Все путешествие туда я помню, как дымно-розовый закат, и мы вместе у окна вагона. Я звала его «Гумми», не любила имени «Николай», — а он меня, как зовут дома, «Лиля» — «имя, похожее на серебристый колокольчик», как говорил он.
В Коктебеле все изменилось. Здесь началось то, в чем я больше всего виновата перед Н.С.
Судьбе было угодно свести нас всех троих вместе: его, меня и М. Ал. — потому что самая большая любовь моя в жизни, самая недосягаемая, это был Максимилиан Александрович. Если Н. Ст. был для меня цветением весны, «мальчик», мы были ровесники, но он всегда казался мне младше, то M.A. для меня был где-то вдали, кто-то никак не могущий обратить свои взоры на меня, маленькую и молчаливую.

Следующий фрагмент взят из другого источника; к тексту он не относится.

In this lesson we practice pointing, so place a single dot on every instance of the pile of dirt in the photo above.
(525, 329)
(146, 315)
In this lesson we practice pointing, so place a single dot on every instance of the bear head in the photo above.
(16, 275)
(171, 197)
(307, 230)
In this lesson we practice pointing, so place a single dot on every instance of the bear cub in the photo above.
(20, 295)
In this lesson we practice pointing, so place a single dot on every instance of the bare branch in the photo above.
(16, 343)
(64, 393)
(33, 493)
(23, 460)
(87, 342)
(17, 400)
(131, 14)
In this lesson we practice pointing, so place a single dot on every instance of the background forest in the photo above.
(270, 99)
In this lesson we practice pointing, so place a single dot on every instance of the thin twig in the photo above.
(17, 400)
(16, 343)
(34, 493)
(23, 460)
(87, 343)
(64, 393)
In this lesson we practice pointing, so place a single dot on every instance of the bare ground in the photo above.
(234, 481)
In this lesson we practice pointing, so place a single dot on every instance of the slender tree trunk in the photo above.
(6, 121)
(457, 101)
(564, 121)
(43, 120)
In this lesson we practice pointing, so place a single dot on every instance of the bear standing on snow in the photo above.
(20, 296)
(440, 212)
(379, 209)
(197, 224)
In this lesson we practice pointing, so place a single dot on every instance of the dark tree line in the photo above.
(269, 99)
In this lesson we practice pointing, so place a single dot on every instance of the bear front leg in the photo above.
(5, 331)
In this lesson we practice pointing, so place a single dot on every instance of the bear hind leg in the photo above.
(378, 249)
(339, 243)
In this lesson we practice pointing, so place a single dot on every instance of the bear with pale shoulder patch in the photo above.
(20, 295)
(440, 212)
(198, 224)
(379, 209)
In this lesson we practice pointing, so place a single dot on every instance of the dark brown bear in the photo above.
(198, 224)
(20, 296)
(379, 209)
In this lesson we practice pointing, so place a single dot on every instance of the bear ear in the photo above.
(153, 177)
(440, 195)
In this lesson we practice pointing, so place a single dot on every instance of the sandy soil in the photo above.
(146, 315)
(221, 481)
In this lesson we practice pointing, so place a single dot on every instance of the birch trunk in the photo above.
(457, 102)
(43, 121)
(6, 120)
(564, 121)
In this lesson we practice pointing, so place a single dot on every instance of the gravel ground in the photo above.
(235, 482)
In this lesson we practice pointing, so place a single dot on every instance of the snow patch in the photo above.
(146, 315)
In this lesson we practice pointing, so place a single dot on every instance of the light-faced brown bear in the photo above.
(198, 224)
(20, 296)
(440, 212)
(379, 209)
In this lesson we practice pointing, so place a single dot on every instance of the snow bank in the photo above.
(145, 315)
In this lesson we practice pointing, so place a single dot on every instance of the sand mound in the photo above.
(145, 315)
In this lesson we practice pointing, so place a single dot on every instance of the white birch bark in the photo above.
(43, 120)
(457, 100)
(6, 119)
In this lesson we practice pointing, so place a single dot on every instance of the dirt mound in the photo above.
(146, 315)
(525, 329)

Была одна черта, которую я очень не любила в Н.С., — его неблагожелательное отношение к чужому творчеству: он всегда всех бранил, над всеми смеялся — мне хотелось, чтобы он тогда уже был «отважным корсаром», но тогда он еще не был таким.
Он писал тогда «Капитанов»[78] — они посвящались мне. Вместе каждую строчку обдумывали мы. Но он ненавидел М. Ал. — мне это было больно, очень здесь уже неотвратимостью рока встал в самое сердце образ Максимилиана Александровича.
То, что девочке казалось чудом, — свершилось. Я узнала, что M.A. любит меня, любит уже давно — и к нему я рванулась вся, от него я не скрывала ничего. Он мне грустно сказал: «Выбирай сама. Но если ты уйдешь к Гумилеву — я буду тебя презирать». Выбор уже был сделан, но Н.С. все же оставался для меня какой-то благоуханной, алой гвоздикой. Мне все казалось: хочу обоих, зачем выбор! Я попросила Н.С. уехать, не сказав ему ничего. Он счел это за каприз, но уехал, а я до осени/сентября жила лучшие дни моей жизни. Здесь родилась Черубина. Я вернулась совсем закрытая для Н.С., мучила его, смеялась над ним, а он терпел и все просил меня выйти за него замуж. А я собиралась выходить замуж за Максимилиана Александровича. Почему я так мучила его? Почему не отпускала его от себя? Это не жадность была, это была тоже любовь. Во мне есть две души, и одна из них верно любила одного, а другая другого.